According to a new study released by an independent think-tank legal cases and fines have cost British banks almost 53 billion pounds over the period of 15 years.
As banks have attempted to shore up capital reserves their efforts have been held back stopping them from lending more to customers and lowering dividends to shareholders.
Some of the scandals which have been most recent include the manipulation of major benchmark rates, foreign exchange markets and mis-selling PPI costing banks billions. The miss-selling of PPI is estimated to have cost banks more than 37.3 billion alone, the biggest consumer scandal ever to happen in the UK.
Despite many shareholders receiving no dividends it has been identified that the banks have continued to offer staff significant bonuses which amount to billions according to the study by the independent think-tank New City Agenda.
John McFall, a director of New City Agenda and former Treasury Committee chairman said:
“The profitability of UK retail banks has been imperilled by persistent misconduct.”

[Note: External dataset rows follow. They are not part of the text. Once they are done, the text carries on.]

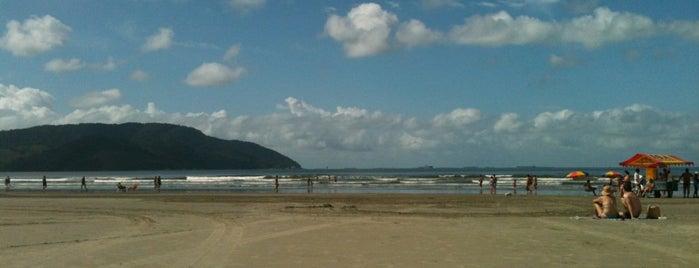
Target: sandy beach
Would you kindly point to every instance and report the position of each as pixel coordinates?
(335, 230)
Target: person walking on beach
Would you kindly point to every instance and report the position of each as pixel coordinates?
(530, 184)
(83, 184)
(588, 187)
(276, 184)
(631, 203)
(480, 183)
(605, 205)
(493, 184)
(637, 177)
(686, 179)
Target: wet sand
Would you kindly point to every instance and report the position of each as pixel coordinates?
(336, 230)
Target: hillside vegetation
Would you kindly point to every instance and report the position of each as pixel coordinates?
(129, 146)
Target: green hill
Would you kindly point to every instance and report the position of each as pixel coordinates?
(130, 146)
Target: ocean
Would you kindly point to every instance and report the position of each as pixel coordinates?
(551, 181)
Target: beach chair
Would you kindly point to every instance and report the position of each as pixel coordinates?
(589, 188)
(121, 188)
(133, 187)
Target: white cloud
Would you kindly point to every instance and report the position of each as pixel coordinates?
(213, 75)
(415, 33)
(606, 26)
(431, 4)
(561, 61)
(501, 29)
(367, 29)
(160, 40)
(60, 66)
(94, 99)
(458, 118)
(246, 5)
(508, 122)
(364, 31)
(139, 75)
(232, 52)
(24, 107)
(34, 36)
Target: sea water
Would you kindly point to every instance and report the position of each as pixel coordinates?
(551, 181)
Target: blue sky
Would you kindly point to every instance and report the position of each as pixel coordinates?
(339, 84)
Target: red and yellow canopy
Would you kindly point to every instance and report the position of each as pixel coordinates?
(655, 161)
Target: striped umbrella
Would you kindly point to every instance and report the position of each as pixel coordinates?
(577, 174)
(612, 174)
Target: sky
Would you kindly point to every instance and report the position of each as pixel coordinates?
(352, 84)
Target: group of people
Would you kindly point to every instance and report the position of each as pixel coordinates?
(531, 184)
(606, 204)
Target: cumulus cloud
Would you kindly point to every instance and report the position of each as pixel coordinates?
(561, 61)
(501, 29)
(415, 33)
(357, 137)
(213, 75)
(160, 40)
(24, 107)
(34, 36)
(368, 29)
(508, 122)
(431, 4)
(364, 31)
(94, 99)
(139, 75)
(60, 66)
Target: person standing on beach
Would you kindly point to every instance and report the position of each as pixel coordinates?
(83, 184)
(686, 179)
(480, 183)
(276, 183)
(530, 184)
(631, 202)
(637, 177)
(696, 184)
(605, 205)
(155, 184)
(493, 184)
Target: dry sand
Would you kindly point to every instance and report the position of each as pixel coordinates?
(336, 230)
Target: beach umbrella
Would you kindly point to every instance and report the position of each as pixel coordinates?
(612, 174)
(577, 174)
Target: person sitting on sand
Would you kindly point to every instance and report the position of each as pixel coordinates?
(632, 205)
(650, 186)
(589, 188)
(605, 205)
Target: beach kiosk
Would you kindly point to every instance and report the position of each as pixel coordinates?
(651, 162)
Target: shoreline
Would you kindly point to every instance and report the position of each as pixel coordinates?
(343, 230)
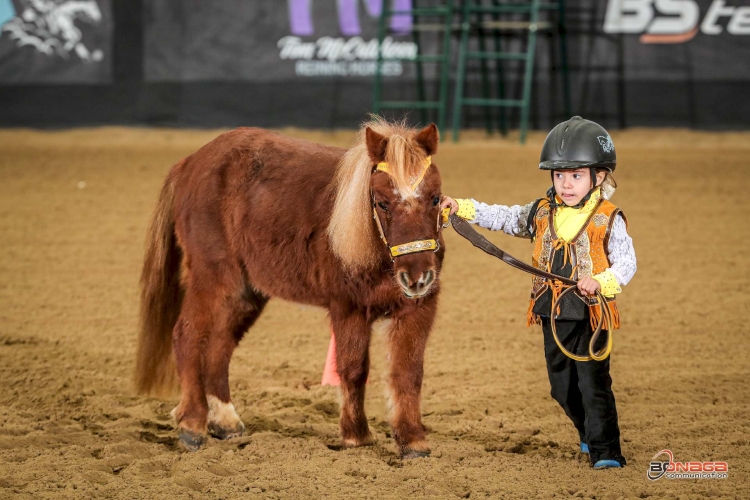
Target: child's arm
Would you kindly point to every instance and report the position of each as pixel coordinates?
(511, 220)
(622, 267)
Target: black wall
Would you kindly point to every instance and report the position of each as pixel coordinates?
(217, 64)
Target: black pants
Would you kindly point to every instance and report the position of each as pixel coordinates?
(583, 389)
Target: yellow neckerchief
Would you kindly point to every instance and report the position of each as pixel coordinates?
(569, 221)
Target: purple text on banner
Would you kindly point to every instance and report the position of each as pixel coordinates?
(300, 16)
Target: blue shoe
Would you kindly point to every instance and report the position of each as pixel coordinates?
(607, 464)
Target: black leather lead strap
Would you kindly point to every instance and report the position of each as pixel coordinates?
(464, 229)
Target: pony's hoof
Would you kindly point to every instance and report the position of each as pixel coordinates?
(410, 454)
(368, 440)
(191, 441)
(220, 432)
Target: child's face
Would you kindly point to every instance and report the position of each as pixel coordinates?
(572, 185)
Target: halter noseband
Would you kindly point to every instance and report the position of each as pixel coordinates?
(413, 246)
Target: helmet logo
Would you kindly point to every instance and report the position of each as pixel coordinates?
(606, 143)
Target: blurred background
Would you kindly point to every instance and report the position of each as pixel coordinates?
(313, 63)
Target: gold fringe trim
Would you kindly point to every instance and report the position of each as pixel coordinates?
(531, 318)
(595, 314)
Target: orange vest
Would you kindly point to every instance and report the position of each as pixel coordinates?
(587, 251)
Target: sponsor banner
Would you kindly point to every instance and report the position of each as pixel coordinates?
(675, 40)
(271, 40)
(55, 41)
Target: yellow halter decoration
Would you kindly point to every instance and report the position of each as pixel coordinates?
(413, 246)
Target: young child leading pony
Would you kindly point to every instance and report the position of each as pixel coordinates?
(254, 215)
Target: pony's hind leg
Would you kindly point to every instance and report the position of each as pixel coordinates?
(238, 316)
(188, 337)
(407, 340)
(352, 331)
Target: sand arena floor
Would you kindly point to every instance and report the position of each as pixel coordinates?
(74, 208)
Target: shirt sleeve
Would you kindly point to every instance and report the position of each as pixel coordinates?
(509, 219)
(621, 257)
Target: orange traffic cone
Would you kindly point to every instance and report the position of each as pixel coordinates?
(330, 375)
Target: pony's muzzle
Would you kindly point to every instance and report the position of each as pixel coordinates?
(414, 288)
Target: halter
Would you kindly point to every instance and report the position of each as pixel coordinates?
(413, 246)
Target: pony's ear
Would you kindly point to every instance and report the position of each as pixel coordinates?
(376, 144)
(428, 139)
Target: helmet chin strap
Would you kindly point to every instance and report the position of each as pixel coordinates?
(551, 192)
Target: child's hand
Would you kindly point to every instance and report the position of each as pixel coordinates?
(588, 286)
(449, 202)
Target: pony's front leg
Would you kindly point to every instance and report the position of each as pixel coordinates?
(407, 340)
(352, 331)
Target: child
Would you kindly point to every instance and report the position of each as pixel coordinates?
(579, 234)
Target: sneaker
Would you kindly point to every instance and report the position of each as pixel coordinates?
(607, 464)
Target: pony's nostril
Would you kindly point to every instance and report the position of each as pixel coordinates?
(403, 278)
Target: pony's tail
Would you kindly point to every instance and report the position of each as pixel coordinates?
(161, 299)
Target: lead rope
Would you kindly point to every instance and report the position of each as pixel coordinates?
(559, 285)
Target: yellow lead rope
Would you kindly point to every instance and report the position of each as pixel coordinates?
(605, 318)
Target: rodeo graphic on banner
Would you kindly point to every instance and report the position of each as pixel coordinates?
(354, 56)
(55, 41)
(271, 40)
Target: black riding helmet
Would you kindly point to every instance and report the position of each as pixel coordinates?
(578, 143)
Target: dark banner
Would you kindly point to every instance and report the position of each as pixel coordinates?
(311, 62)
(272, 40)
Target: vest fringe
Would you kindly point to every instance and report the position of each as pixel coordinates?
(531, 318)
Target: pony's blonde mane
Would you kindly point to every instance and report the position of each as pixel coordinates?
(351, 231)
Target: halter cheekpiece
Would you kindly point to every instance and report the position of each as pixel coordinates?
(413, 246)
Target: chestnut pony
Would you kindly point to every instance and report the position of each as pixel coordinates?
(254, 214)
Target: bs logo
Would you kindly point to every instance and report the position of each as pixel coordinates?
(674, 21)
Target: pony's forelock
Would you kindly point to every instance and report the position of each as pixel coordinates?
(351, 231)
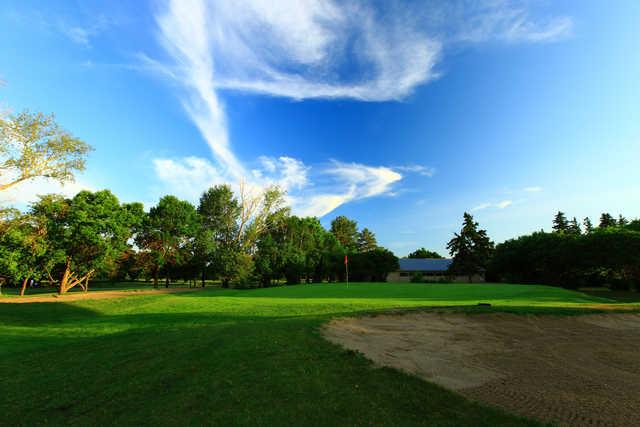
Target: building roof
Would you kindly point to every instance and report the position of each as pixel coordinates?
(424, 264)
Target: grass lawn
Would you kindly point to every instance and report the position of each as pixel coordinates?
(232, 357)
(94, 287)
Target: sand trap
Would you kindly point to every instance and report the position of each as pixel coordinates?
(577, 370)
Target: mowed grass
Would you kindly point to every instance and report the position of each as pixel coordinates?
(232, 357)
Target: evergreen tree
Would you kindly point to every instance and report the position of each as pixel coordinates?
(471, 249)
(366, 240)
(574, 227)
(560, 222)
(424, 253)
(606, 220)
(346, 231)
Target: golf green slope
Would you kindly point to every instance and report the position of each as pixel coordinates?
(228, 357)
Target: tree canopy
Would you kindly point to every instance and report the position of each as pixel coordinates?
(34, 145)
(424, 253)
(471, 249)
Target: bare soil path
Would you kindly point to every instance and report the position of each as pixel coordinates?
(79, 296)
(572, 370)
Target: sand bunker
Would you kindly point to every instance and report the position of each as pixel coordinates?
(576, 370)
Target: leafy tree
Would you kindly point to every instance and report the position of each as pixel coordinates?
(622, 221)
(366, 240)
(219, 212)
(574, 227)
(22, 248)
(606, 220)
(34, 145)
(84, 234)
(346, 231)
(608, 256)
(471, 249)
(372, 266)
(424, 253)
(560, 222)
(166, 235)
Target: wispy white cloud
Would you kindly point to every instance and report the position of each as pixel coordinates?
(504, 20)
(481, 206)
(486, 205)
(83, 34)
(332, 185)
(534, 189)
(503, 204)
(300, 50)
(418, 169)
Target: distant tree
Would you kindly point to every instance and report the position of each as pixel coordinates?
(168, 232)
(346, 231)
(366, 240)
(424, 253)
(622, 221)
(560, 222)
(633, 225)
(471, 249)
(219, 212)
(372, 266)
(574, 227)
(85, 234)
(606, 220)
(34, 145)
(23, 246)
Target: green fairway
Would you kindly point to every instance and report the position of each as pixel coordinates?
(231, 357)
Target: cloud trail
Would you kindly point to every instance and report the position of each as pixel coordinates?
(306, 49)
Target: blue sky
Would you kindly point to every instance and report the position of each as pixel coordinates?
(399, 115)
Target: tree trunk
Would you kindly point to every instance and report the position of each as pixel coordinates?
(65, 277)
(24, 286)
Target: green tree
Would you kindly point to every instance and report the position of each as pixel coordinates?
(606, 220)
(166, 235)
(219, 212)
(34, 145)
(366, 240)
(86, 233)
(22, 248)
(346, 231)
(560, 222)
(471, 249)
(424, 253)
(574, 227)
(622, 221)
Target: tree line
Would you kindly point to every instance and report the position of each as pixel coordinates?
(241, 241)
(248, 238)
(573, 256)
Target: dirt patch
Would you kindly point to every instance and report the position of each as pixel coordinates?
(575, 370)
(94, 295)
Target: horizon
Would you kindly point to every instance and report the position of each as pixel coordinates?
(398, 116)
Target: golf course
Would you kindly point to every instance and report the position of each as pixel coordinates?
(229, 357)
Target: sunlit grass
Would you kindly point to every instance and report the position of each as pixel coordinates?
(233, 357)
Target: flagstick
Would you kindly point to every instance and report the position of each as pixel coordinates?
(346, 267)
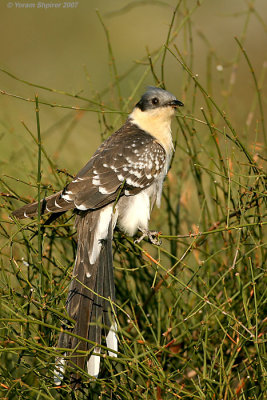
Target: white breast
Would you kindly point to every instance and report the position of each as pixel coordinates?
(134, 211)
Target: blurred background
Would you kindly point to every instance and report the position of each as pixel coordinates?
(195, 329)
(66, 49)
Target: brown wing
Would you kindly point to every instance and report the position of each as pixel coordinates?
(126, 163)
(130, 157)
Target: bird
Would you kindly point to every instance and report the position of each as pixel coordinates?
(117, 187)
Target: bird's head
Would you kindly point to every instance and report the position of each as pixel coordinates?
(158, 99)
(155, 109)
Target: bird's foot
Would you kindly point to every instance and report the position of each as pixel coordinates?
(153, 237)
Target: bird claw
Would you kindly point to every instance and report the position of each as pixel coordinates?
(151, 235)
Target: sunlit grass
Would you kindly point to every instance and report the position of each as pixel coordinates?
(191, 312)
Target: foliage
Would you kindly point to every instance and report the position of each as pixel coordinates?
(190, 312)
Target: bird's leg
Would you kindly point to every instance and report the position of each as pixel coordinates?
(153, 237)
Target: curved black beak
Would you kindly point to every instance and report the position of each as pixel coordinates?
(176, 103)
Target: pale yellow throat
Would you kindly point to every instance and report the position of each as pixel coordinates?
(157, 123)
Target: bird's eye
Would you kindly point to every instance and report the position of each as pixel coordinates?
(155, 100)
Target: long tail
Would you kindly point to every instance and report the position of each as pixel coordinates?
(92, 291)
(91, 294)
(54, 203)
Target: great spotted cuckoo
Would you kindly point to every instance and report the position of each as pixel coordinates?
(119, 185)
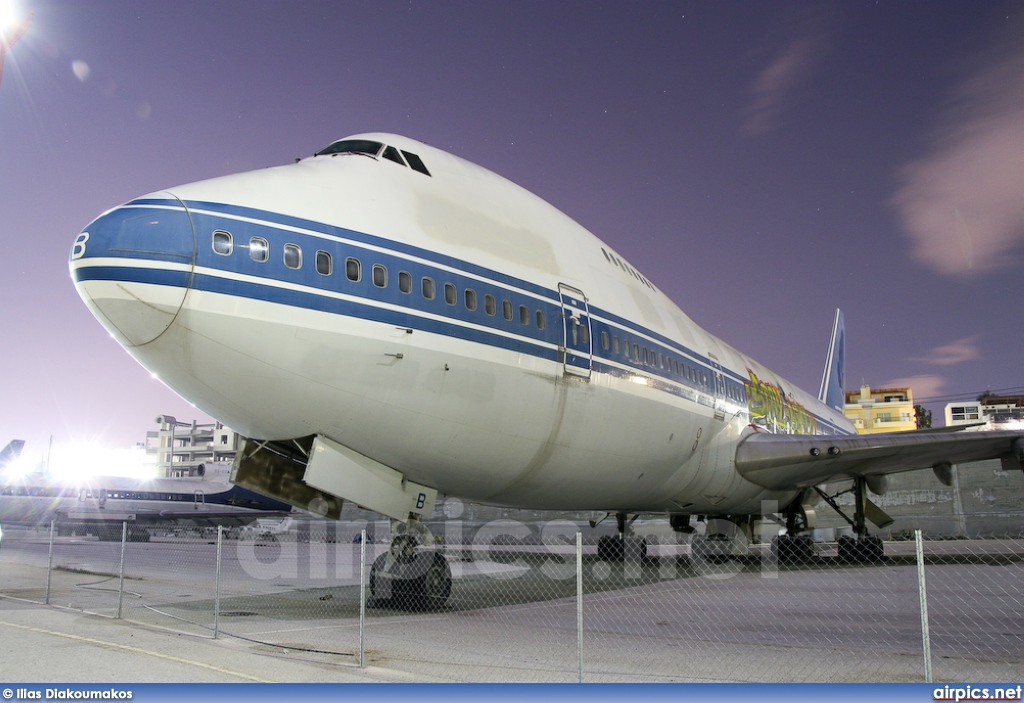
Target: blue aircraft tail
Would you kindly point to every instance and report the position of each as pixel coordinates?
(833, 381)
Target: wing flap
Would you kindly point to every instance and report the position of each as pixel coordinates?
(787, 462)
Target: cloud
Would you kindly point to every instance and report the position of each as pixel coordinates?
(947, 354)
(963, 204)
(924, 386)
(790, 68)
(81, 70)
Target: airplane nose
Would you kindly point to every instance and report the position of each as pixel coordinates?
(133, 266)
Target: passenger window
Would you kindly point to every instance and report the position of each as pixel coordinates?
(325, 263)
(222, 243)
(353, 269)
(259, 250)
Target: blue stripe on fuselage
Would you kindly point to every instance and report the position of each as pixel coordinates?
(394, 256)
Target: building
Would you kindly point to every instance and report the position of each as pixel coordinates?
(181, 447)
(998, 412)
(884, 409)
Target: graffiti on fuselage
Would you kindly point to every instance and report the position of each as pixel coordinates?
(771, 408)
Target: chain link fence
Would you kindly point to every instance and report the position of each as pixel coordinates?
(531, 600)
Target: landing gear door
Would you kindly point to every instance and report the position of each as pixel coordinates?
(577, 350)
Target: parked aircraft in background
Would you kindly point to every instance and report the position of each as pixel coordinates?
(99, 504)
(387, 320)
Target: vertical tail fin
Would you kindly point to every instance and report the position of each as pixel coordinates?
(833, 381)
(11, 451)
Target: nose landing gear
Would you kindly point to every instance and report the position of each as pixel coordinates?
(414, 573)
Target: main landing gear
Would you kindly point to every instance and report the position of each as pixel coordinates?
(624, 545)
(862, 547)
(413, 574)
(796, 545)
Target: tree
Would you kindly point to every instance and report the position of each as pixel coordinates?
(924, 416)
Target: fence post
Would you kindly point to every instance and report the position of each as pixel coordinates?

He also went on to say this had a knock on effect for everyday people as pension funds have been hit by the erosion of the value of the banks. In addition, as tax payers bailed out the banks during the financial crisis, the fines are effectively coming out of the pockets of the public.
Lloyds Banking Group (LON:LLOY) earmarked 14 billion pounds to pay for fines associated with misconduct between the years of 2010 and 2014, nearly twice what other lenders had put aside.